MANILA, Philippines — The Supreme Court (SC) has upheld the regulatory authority of the Food and Drug Administration (FDA) over tobacco products.
In its decision, the SC pointed out that “all products affecting health – including tobacco products – are within” the FDA’s jurisdiction.
“Tobacco use, as well as exposure to secondhand smoking, pose hazards that cause death and disease among people,” the SC said in its decision dated July 13, 2021, but which notice of judgment was only released on June 7.
“It is within the [FDA’s] competence and mandate ‘to ensure safety, efficacy, purity, and quality of health products which, based on the definition under the law, clearly includes tobacco products,” it also said.
“A contrary reading, in that the [FDA] could regulate cosmetics due to its effect on health but not tobacco products, would be illogical,” it added.
The SC decision affirming FDA’s regulatory authority over tobacco products stemmed from the petition for review filed by the Department of Health (DOH) and FDA in 2012.
The DOH and FDA filed the petition as it sought a review of a ruling handed down by the Regional Trial Court Branch 255 in Las Piñas City in early 2012.
According to the SC, the lower court, acting on a petition filed by Philippine Tobacco Institute, Inc. (PTI), had “nullified certain provisions” of the rules and regulations of Republic Act No. 9711 or the FDA Act of 2009 concerning its regulation of tobacco products and the tobacco industry.
The SC reversed this as it affirmed in its 2021 decision the FDA’s regulatory authority over tobacco products.
“The inclusion of tobacco products in the coverage of the Implementing Rules is not only supported by the text of the law, but also by pertinent congressional deliberations,” the SC pointed out.
The FDA’s regulatory authority over tobacco products also adheres to the country’s obligations under the WHO Framework Convention on Tobacco Control (WHO FCTC).
“The [FDA] is an attached agency of the [DOH]. As such, the regulatory authority over the health aspect of tobacco products not only falls within its mandate but more so within its competence and expertise,” the SC also said.
“Respondent (PTI), representing major transnational tobacco companies in this country, proposes an interpretation of our law that will effectively remove them from petitioners’ regulation.
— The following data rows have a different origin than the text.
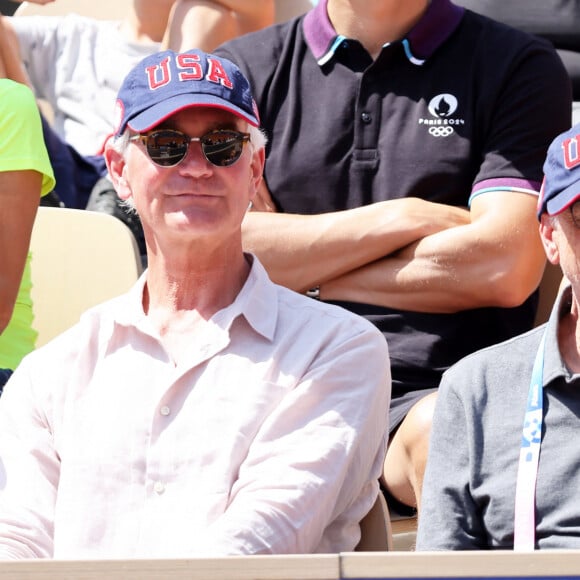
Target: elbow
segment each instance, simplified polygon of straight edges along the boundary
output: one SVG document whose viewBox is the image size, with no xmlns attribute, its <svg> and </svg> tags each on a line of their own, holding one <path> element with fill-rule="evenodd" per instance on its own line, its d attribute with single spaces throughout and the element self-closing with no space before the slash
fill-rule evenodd
<svg viewBox="0 0 580 580">
<path fill-rule="evenodd" d="M 532 294 L 532 292 L 518 292 L 510 289 L 497 296 L 494 306 L 499 308 L 516 308 L 521 306 Z"/>
<path fill-rule="evenodd" d="M 538 287 L 540 278 L 506 272 L 496 275 L 482 286 L 483 300 L 487 306 L 516 308 L 521 306 Z"/>
</svg>

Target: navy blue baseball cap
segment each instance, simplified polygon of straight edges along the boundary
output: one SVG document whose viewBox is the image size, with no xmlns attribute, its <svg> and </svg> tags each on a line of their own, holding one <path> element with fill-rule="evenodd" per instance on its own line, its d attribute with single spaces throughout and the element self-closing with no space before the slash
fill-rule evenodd
<svg viewBox="0 0 580 580">
<path fill-rule="evenodd" d="M 558 135 L 548 148 L 544 181 L 538 199 L 538 219 L 556 215 L 580 198 L 580 124 Z"/>
<path fill-rule="evenodd" d="M 116 103 L 115 136 L 142 133 L 190 107 L 229 111 L 259 125 L 250 83 L 231 61 L 201 50 L 158 52 L 125 77 Z"/>
</svg>

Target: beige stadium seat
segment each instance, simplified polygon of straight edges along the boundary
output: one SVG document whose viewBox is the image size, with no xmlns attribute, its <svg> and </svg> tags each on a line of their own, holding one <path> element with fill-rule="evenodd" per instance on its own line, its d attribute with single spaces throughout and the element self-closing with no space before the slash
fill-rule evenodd
<svg viewBox="0 0 580 580">
<path fill-rule="evenodd" d="M 104 213 L 39 207 L 30 251 L 37 346 L 91 306 L 127 291 L 142 271 L 132 232 Z"/>
<path fill-rule="evenodd" d="M 412 552 L 417 543 L 417 516 L 390 513 L 394 552 Z"/>
<path fill-rule="evenodd" d="M 382 492 L 379 492 L 377 501 L 362 519 L 360 530 L 357 552 L 387 552 L 393 549 L 391 518 Z"/>
</svg>

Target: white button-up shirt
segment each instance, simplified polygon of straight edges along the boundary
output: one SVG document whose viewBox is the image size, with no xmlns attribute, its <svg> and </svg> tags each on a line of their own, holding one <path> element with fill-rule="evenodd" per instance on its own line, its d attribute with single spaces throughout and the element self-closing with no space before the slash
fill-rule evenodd
<svg viewBox="0 0 580 580">
<path fill-rule="evenodd" d="M 352 550 L 386 450 L 383 336 L 254 258 L 175 366 L 142 308 L 146 276 L 6 386 L 0 557 Z"/>
</svg>

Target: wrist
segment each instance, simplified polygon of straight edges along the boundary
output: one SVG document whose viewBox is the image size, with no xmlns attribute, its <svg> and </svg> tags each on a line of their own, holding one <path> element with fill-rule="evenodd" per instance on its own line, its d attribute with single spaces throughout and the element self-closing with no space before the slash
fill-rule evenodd
<svg viewBox="0 0 580 580">
<path fill-rule="evenodd" d="M 313 298 L 314 300 L 320 300 L 320 286 L 314 286 L 314 288 L 306 290 L 306 296 Z"/>
</svg>

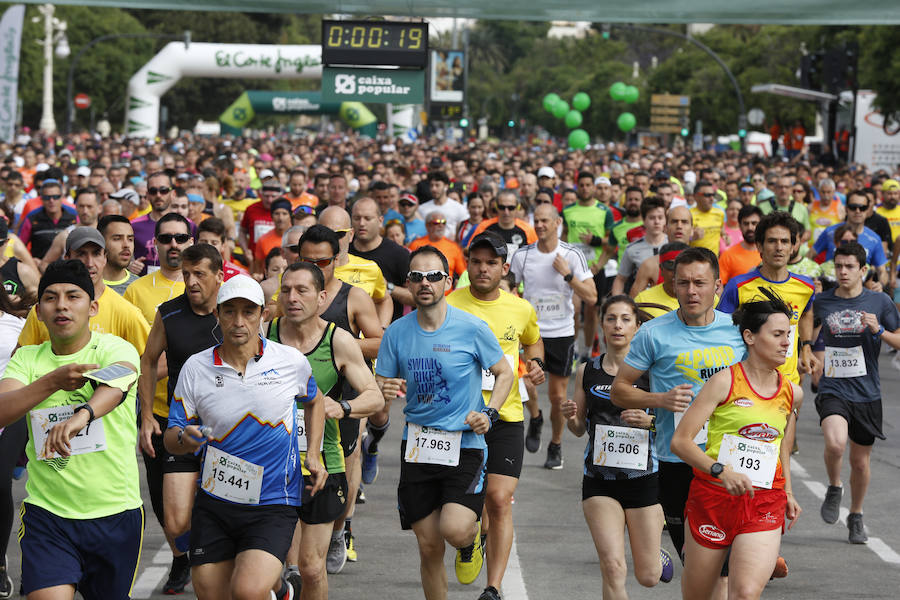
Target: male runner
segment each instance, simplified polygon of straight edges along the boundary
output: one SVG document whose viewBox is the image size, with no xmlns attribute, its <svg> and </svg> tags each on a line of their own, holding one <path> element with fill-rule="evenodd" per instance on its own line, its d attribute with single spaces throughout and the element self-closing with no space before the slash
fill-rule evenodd
<svg viewBox="0 0 900 600">
<path fill-rule="evenodd" d="M 303 354 L 260 338 L 264 304 L 262 288 L 246 275 L 223 284 L 216 297 L 222 344 L 191 356 L 175 386 L 165 448 L 203 449 L 190 541 L 200 600 L 264 598 L 281 576 L 303 486 L 297 404 L 305 409 L 312 493 L 325 483 L 322 393 Z M 210 430 L 204 435 L 201 427 Z"/>
<path fill-rule="evenodd" d="M 851 544 L 868 541 L 863 526 L 863 499 L 869 487 L 869 461 L 881 431 L 881 381 L 878 355 L 881 340 L 900 348 L 900 315 L 883 292 L 863 288 L 865 248 L 856 242 L 834 251 L 838 287 L 816 296 L 815 315 L 822 321 L 825 369 L 819 379 L 816 410 L 825 436 L 828 491 L 822 519 L 836 523 L 840 515 L 841 464 L 850 439 L 850 514 L 847 528 Z"/>
<path fill-rule="evenodd" d="M 106 243 L 106 266 L 103 267 L 103 283 L 120 296 L 139 277 L 128 270 L 134 256 L 134 229 L 131 221 L 122 215 L 105 215 L 97 222 L 97 231 Z"/>
<path fill-rule="evenodd" d="M 469 245 L 468 287 L 447 296 L 450 306 L 475 315 L 488 324 L 513 372 L 509 396 L 500 408 L 500 419 L 485 436 L 488 447 L 485 507 L 487 530 L 487 587 L 479 600 L 500 600 L 500 584 L 513 540 L 512 497 L 522 474 L 525 453 L 524 414 L 518 384 L 519 344 L 528 361 L 528 375 L 534 385 L 544 382 L 544 344 L 537 326 L 537 314 L 527 301 L 500 290 L 500 281 L 509 272 L 506 240 L 491 232 L 475 237 Z M 494 377 L 488 371 L 481 378 L 485 405 L 490 402 Z"/>
<path fill-rule="evenodd" d="M 361 419 L 384 405 L 372 370 L 366 364 L 359 346 L 354 343 L 353 336 L 319 317 L 325 301 L 325 278 L 317 266 L 308 262 L 288 265 L 278 294 L 284 316 L 274 319 L 267 327 L 270 340 L 293 346 L 304 353 L 316 383 L 325 394 L 322 458 L 328 479 L 316 496 L 303 495 L 300 523 L 297 524 L 287 559 L 289 570 L 292 566 L 300 566 L 303 581 L 300 598 L 303 600 L 328 597 L 325 559 L 331 542 L 332 524 L 344 514 L 348 500 L 338 421 L 346 417 Z M 345 381 L 356 393 L 352 400 L 343 398 Z M 305 435 L 301 435 L 300 451 L 306 451 Z"/>
<path fill-rule="evenodd" d="M 565 418 L 560 404 L 566 399 L 566 385 L 572 374 L 575 352 L 574 294 L 593 306 L 597 289 L 581 252 L 557 236 L 559 213 L 551 204 L 534 210 L 534 230 L 538 241 L 519 248 L 510 261 L 516 282 L 525 284 L 524 298 L 537 311 L 538 326 L 547 357 L 545 370 L 550 373 L 547 392 L 550 396 L 552 435 L 547 445 L 544 468 L 562 469 L 562 432 Z M 540 448 L 543 414 L 531 415 L 525 447 L 529 452 Z"/>
<path fill-rule="evenodd" d="M 395 397 L 406 381 L 400 523 L 416 534 L 425 597 L 444 600 L 445 542 L 462 550 L 456 560 L 461 583 L 472 583 L 481 571 L 484 434 L 499 419 L 513 373 L 487 324 L 447 305 L 444 255 L 423 246 L 409 267 L 416 310 L 385 331 L 375 374 L 385 398 Z M 496 378 L 487 408 L 482 370 Z"/>
<path fill-rule="evenodd" d="M 49 341 L 20 348 L 0 379 L 0 426 L 29 416 L 19 541 L 22 589 L 33 599 L 71 600 L 76 587 L 85 600 L 129 598 L 137 576 L 138 354 L 125 340 L 91 331 L 94 294 L 80 261 L 48 265 L 36 308 Z M 85 377 L 98 367 L 118 372 Z"/>
<path fill-rule="evenodd" d="M 756 226 L 759 225 L 761 218 L 762 211 L 752 204 L 742 206 L 738 212 L 738 227 L 741 229 L 742 239 L 719 257 L 719 274 L 723 285 L 738 275 L 749 273 L 759 265 Z"/>
<path fill-rule="evenodd" d="M 660 504 L 669 537 L 682 557 L 684 505 L 693 472 L 670 450 L 672 434 L 706 380 L 742 360 L 745 353 L 731 317 L 714 308 L 719 289 L 716 255 L 706 248 L 682 251 L 675 259 L 678 310 L 638 329 L 611 392 L 613 403 L 622 408 L 655 409 Z M 649 392 L 632 387 L 644 373 L 650 375 Z M 705 428 L 694 441 L 706 443 Z"/>
</svg>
Its desired interpretation allows for tobacco companies to be principally regulated by the IAC [Inter-Agency Committee]-Tobacco, of which they happen to also be members. This not only leads to an absurd result, but it is also contrary to law and our international obligations,” it added.
The SC noted that the WHO FCTC “requires state parties to protect their tobacco control policymaking from tobacco industry interference.”